Selecting the Right Wireless DevicesTips for Ensuring Security
PDAs and smart phones vary widely in their security capabilities, so it's important that physicians use the right devices to remotely access clinical information, Borten stresses.
In an interview (transcript below), Borten says:
- Hospitals and clinics must select appropriate wireless tools, making sure devices that physicians and others use have adequate authentication and encryption capabilities.
- Organizations need to understand and take full advantage of the new security capabilities most wireless networks have to offer.
- IT staff must aggressively monitor wireless networks, using vulnerability scans and other technologies to identify weaknesses that could enable an unauthorized user to gain access and violate patient privacy.
Borten, CISSP, CISM, is president of The Marblehead Group Inc. She advises healthcare organizations on information security strategies and compliance issues. She formerly served as head of information security at Massachusetts General Hospital and chief information security officer at Beth Israel Deaconess Medical Center. Borten is a frequent speaker on HIPAA and health information privacy and security. She is also the author of "Guide to HIPAA Security Risk Analysis" and "HIPAA Security Made Simple."
HOWARD ANDERSON: Today we want to talk to you about wireless network security. How does the growing use of wireless networks and wireless devices affect healthcare organizations' risk management strategies?
KATE BORTEN: When the proposed HIPAA security rule came out, I don't think there was a mention of wireless. These days, even smaller healthcare organizations have wireless. The good news, in terms of security risk, is that wireless networks typically include out-of-the-box security that is much better than it was in the past. Of course, you add a wireless network, and you may feel as though its part of your private LAN. But because these signals go out over the airwaves, you really need to think of it more like you think of using the Internet public network.
Encryption, AuthenticationANDERSON: So as more hospitals and clinics implement wireless networks within their facilities, what are the most important steps they can take to ensure the security of information traversing those networks?
BORTEN: As I mentioned there is better and better security in terms of encryption and authentication. In the early years, we had WEP, which wasn't worth much and most organizations recognized that and implemented something like a virtual private network at a much higher level. Today, though, we have not only the WPA Enterprise level, but we've got WPA 2 that gives AES level encryption and, in general, much stronger implementations that are compliant with the IEEE 801.11 standards. So we've got better tools. ...
Selecting Wireless DevicesANDERSON: What additional security factors must healthcare organizations address when they consider offering clinicians remote access to clinical information via a wireless device such as a smart phone?
BORTEN: Of course those small ... handheld devices raise all sorts of problems. Wireless is only a part of the whole picture. Increasingly, organizations are recognizing that certain handhelds simply don't have quite the security capabilities that others do. I don't want to name any brands, but some of these devices should not be used if you want to store or access any confidential information or resources, not just limited to the protected health information, but anything else that you need to protect. You want to make sure that there is authentication capability in these devices and encryption ... as well as the encrypted transmission on the wireless network until you get back to the wired enterprise network.
Understanding the capabilities and then choosing the right tools to work with can be a challenge in an organization where every doctor gets to go out and choose their own device. ... So we're begging organizations to say, "We need to have some consistency; we have to set certain standards and limit this to certain devices that we know we can control with certain software and processes."
ANDERSON: So the encryption and authentication capability of various smart phones and PDAs are all over the map?
BORTEN: I would say that there are some differences in capabilities. Again, my hope is that as time passes, any hand-held device is going to come with easy-to-use encryption and authentication capabilities. But I don't think we are consistently there today.

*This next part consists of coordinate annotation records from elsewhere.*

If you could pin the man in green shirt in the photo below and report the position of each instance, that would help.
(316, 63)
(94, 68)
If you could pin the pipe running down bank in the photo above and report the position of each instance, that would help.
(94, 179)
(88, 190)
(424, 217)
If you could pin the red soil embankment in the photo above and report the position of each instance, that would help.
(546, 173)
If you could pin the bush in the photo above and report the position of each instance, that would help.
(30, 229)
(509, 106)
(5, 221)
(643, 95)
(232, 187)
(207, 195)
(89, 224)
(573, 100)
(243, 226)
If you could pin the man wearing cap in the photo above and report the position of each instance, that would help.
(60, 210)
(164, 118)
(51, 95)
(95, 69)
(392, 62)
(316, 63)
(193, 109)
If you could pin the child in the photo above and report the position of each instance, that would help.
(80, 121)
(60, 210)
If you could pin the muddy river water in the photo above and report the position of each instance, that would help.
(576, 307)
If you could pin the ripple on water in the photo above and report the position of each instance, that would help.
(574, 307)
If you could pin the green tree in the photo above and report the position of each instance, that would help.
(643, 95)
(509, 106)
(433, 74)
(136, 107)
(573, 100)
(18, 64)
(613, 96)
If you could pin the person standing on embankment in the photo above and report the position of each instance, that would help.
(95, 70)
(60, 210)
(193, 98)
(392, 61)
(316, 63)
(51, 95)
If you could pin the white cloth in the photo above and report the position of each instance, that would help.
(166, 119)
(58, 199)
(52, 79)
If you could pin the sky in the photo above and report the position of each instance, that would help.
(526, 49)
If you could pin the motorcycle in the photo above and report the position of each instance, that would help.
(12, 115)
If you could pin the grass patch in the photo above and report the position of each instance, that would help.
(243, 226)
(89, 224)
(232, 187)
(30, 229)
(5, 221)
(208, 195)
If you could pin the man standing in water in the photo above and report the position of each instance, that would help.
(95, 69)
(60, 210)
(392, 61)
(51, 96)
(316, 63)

Monitoring Wireless NetworksANDERSON: Based on your experiences advising a wide variety of healthcare organizations, what other advice would you give to hospitals and clinics that are ramping up their use of wireless technologies about how to accurately address security and maintain the privacy of patient information?
BORTEN: Just as the ... IT staff needs to be regularly monitoring the wired network, having tools that will watch the traffic and send alerts or drop packets and conducting vulnerability scans of the network, you also need to use these sorts of tools on the wireless portions of your network as well.
So you certainly want to use discovery tools to identify rogue access points that some one might have put up. Maybe it was an employee who simply thought it would be nifty to extend the wireless into a new department and didn't actually get this approved. Maybe it's someone with more malicious intent from the outside. So certainly conduct access point discovery, which is fairly easy to do.
The companion piece to that is do war driving to understand how your signals are leaking out, because they certainly do, and testing to make sure that you are using the wireless network at an appropriate level of encryption and authentication. ... That makes it quite hard for anybody to actually hop onto your network, whether they want to use if for free Internet access or for much more damaging purposes of really poking into your network and snooping, taking data or destroying data.